Впрочем, телеграфистам, говоря по
совести, это было простительно. Они ведь и впрямь торговали собственным
здоровьем – рано или поздно каждого ждала хроническая мигрень. Да и на передачу
каждого слова затрачивалось столько сил, что само государство даровало операторам
телеграфов право самостоятельно оценивать свои услуги.
Сейчас, конечно, все стало проще – когда почтовые отделения открылись по всей восстановленной части Материка, даже в деревнях появились свои телеграфисты. Послания в наше время передаются по цепочке, а выручка строго учитывается и каждый непременно получает свою долю. И все они с дрожью вспоминают о временах становления телеграфа, когда переносить слова приходилось на несколько тысяч километров.
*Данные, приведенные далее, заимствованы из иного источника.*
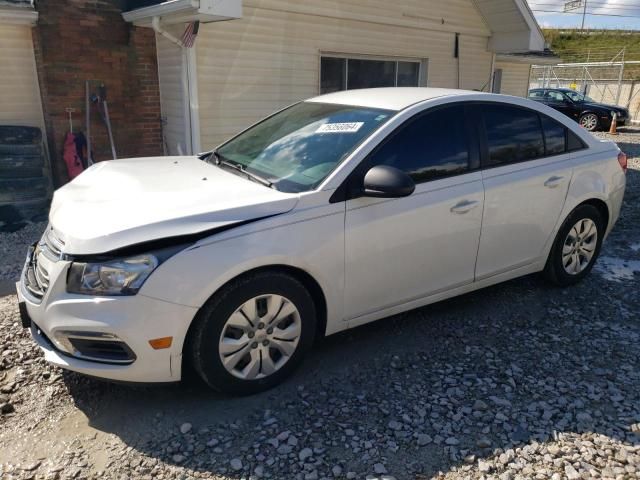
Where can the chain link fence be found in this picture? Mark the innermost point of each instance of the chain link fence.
(615, 83)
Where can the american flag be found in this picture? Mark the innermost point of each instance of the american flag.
(189, 35)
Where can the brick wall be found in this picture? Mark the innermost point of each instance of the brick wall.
(79, 40)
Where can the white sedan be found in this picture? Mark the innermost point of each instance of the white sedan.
(331, 213)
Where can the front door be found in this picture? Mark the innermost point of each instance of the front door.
(399, 250)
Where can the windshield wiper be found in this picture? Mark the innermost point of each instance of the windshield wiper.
(220, 160)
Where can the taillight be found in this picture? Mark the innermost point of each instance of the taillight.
(622, 160)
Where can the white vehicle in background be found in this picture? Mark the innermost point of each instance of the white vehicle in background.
(334, 212)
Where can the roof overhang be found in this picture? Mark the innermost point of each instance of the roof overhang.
(181, 11)
(513, 26)
(530, 58)
(17, 15)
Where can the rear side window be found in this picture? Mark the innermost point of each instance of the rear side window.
(573, 142)
(433, 145)
(513, 134)
(554, 136)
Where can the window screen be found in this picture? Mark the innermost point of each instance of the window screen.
(434, 145)
(370, 73)
(339, 73)
(513, 134)
(334, 74)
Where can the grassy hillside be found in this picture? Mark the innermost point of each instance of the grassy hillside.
(596, 46)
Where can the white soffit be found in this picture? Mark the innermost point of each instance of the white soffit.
(512, 24)
(181, 11)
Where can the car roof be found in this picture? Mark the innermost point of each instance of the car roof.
(388, 98)
(554, 89)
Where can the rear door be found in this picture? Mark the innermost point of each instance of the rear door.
(403, 249)
(559, 101)
(526, 174)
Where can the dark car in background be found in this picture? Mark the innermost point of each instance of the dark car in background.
(584, 110)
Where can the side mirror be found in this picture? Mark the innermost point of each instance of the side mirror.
(384, 181)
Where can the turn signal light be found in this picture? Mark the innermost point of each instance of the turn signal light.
(622, 160)
(160, 343)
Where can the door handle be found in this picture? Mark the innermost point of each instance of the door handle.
(553, 182)
(464, 206)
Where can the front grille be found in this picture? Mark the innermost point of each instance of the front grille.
(101, 350)
(39, 261)
(91, 346)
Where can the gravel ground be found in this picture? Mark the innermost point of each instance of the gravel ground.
(517, 381)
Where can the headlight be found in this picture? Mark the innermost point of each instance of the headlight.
(117, 276)
(114, 277)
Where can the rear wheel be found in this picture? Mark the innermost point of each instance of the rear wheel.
(253, 333)
(576, 246)
(589, 121)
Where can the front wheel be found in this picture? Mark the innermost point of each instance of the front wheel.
(576, 247)
(589, 122)
(253, 333)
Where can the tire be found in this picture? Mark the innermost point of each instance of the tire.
(563, 268)
(21, 166)
(212, 321)
(589, 121)
(19, 135)
(23, 189)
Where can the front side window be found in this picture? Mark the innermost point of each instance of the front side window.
(554, 136)
(297, 148)
(434, 145)
(513, 134)
(340, 73)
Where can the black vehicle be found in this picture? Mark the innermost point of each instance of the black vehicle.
(584, 110)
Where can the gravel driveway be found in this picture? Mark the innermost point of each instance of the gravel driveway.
(516, 381)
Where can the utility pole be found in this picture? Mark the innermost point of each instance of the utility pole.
(573, 5)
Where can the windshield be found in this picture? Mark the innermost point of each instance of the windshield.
(297, 148)
(578, 97)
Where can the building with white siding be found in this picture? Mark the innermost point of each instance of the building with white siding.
(268, 54)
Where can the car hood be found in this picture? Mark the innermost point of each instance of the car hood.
(120, 203)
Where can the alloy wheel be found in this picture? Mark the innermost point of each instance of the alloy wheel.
(579, 246)
(589, 121)
(260, 337)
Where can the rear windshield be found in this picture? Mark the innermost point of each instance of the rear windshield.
(297, 148)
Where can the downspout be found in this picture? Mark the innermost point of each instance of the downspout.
(492, 73)
(155, 23)
(189, 86)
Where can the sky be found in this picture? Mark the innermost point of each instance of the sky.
(625, 10)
– Диктуйте, – маг получил мой
согласный кивок, достал квадратик бумаги с исписанным верхним краем и давно
заслуживший пенсию карандаш.
– Задерживаюсь. Сроки неясны.
Читайте газеты. Брокк.
– Адрес?
– Эскапад, улица Пекарей, 112а.
Мистриссе Злоттер-старшей.
Маг болезненно поморщился.
– Давайте «старшую» выбросим, а?
И про газеты. Честное слово, льете же воду, а потом дойдет что не так – а мы
виноваты.
Решение стать телеграфистом маги Воздуха
принимали в молодости, и с тех пор оттачивали лишь одно умение- передавать
слова на дальнее расстояние. Чем-то оно напоминало ярмарочное чревовещание или
простенькую звуковую иллюзию из тех, что в таком почете у детишек или
студентов, которые рассказывают байки ночью у костра. Вот только здесь слова,
произнесенные на одном побережье, сегмент спустя оказывались уже на другом. Отсюда
происходили и головная боль, и грабительские цены.
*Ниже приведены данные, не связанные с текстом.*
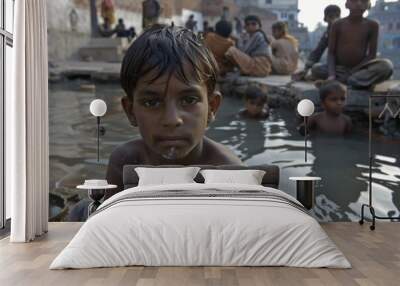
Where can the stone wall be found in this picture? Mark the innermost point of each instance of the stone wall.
(64, 38)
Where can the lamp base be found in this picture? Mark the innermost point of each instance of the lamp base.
(95, 195)
(374, 216)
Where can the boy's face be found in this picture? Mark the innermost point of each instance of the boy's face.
(330, 18)
(251, 26)
(335, 102)
(277, 33)
(255, 106)
(172, 116)
(358, 7)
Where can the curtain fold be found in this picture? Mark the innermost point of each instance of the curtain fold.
(27, 144)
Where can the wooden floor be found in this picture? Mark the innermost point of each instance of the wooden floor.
(375, 256)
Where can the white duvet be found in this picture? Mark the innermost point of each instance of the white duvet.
(205, 231)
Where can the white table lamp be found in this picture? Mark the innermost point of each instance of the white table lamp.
(98, 108)
(305, 108)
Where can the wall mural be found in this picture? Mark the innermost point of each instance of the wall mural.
(224, 90)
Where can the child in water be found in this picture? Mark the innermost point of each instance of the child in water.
(332, 120)
(255, 104)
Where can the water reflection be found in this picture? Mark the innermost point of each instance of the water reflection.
(341, 163)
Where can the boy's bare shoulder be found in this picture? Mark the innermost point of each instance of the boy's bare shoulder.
(347, 118)
(219, 154)
(373, 24)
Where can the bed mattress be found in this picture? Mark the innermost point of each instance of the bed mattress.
(201, 225)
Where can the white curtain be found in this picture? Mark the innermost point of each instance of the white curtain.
(27, 144)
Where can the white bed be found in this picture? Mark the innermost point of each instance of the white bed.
(224, 225)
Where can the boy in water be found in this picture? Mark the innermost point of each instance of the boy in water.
(353, 43)
(169, 79)
(332, 120)
(255, 104)
(331, 14)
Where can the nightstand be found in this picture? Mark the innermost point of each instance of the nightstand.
(305, 190)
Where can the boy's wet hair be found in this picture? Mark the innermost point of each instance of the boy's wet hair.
(253, 92)
(167, 49)
(329, 87)
(223, 28)
(332, 10)
(280, 26)
(253, 18)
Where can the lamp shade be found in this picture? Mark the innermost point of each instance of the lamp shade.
(305, 107)
(98, 107)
Ясное дело, после такой жертвы –
а даже достигшие невиданных высот опытные маги-телеграфисты не могли выполнить никакого
другого воззвания к Воздуху, – они очень ревностно относились к собственному
престижу.
– Давайте, – покладисто ответил
я, – и вместо «Читайте газеты» оставим просто «Ждите». Лучше?
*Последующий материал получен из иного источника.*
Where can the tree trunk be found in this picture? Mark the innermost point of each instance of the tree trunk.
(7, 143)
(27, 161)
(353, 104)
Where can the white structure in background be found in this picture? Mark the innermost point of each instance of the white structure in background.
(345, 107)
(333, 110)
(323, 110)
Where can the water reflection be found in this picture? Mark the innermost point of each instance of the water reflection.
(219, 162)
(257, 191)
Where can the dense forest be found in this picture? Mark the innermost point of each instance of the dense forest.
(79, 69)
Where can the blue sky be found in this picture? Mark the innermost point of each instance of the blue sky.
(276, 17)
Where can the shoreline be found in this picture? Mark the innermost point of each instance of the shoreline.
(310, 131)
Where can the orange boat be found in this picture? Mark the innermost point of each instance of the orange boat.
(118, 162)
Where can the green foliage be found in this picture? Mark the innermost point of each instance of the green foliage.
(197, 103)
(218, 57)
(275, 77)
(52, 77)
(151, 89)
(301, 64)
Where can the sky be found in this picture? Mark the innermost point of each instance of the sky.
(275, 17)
– Лучше. Хотя можно было совсем
выкинуть. Козе же понятно, что раз задерживаетесь, придется ждать. Но уж дело
ваше, – буркнул маг и встал со стула, с хрустом поведя затекшими плечами, – а
теперь – тишина.
Он пошарил в кармане и вытащил
пару восковых пробок, которыми плотно заткнул уши. Прикрыл глаза. Глубоко вздохнул
и сосредоточился. От обруча-усилителя на лбу телеграфиста донеслось очень
тихое, но ясно различимое жужжание, словно очень маленькая пчела решала, стоит
ли ей взлететь. Воздух над столом тоже затрясся и закружил было оставшуюся без
присмотра исписанную бумажку, но телеграфист привычным жестом, не глядя,
прихлопнул ее ладонью.
Медленно открывая рот, он внятно
и тягуче, по одному слову наговорил мое послание прямо в воздушный вихрь. С
каждой паузой его лицо на несколько мгновений застывало, словно до предела сжатая
пружина, а потом расслаблялось, когда оторвавшееся от губ слово стремительно
улетало к следующему телеграфному посту. Тело мага замерло, превратилось в
причудливо изогнутый столб – руки прижаты к груди, шея вытянута вперед,
подбородок задран. И лишь когда прозвучала фамилия хозйки моих новых апартаментов,
человек вздрогнул и мягко осел на стул.
– Две змеи четыре кинжала, сюда
пожалуйте, – безучастно произнес маг и, нашарив за пазухой фляжку, извлек ее на
свет и принялся жадно пить. Слабо запахло травами.
Я отсчитал две серебряных и
четыре медных монетки, поблагодарил и откланялся, навострившись уходить, но тут
заметил сонного полицейского. Тот вяло взглянул на меня и лениво махнул рукой –
иди, мол, своей дорогой. Кажется, разговоры нынче прослушивались. Что ж, как
гражданин я, конечно, был уязвлен, но как детектив мог только порадоваться, что
похищением и впрямь озабочены все ведомства.
Проходя мимо служителя закона, я
бегло заглянул в его блокнот и без особенного удивления мазнул взглядом по
тексту собственной телеграммы. В устремленном на меня равнодушном взгляде не
колыхнулась даже ряска.
– Не 112, а 112а, – дружелюбно
улыбнулся я.
– Благодарю, – хрипло отозвался полицейский,
и уголки его губ дернулись было вторить моим, да лицо не одобрило подобную вольность,
и до самого выхода в лопатки мне упирался все тот же взгляд снулой рыбы.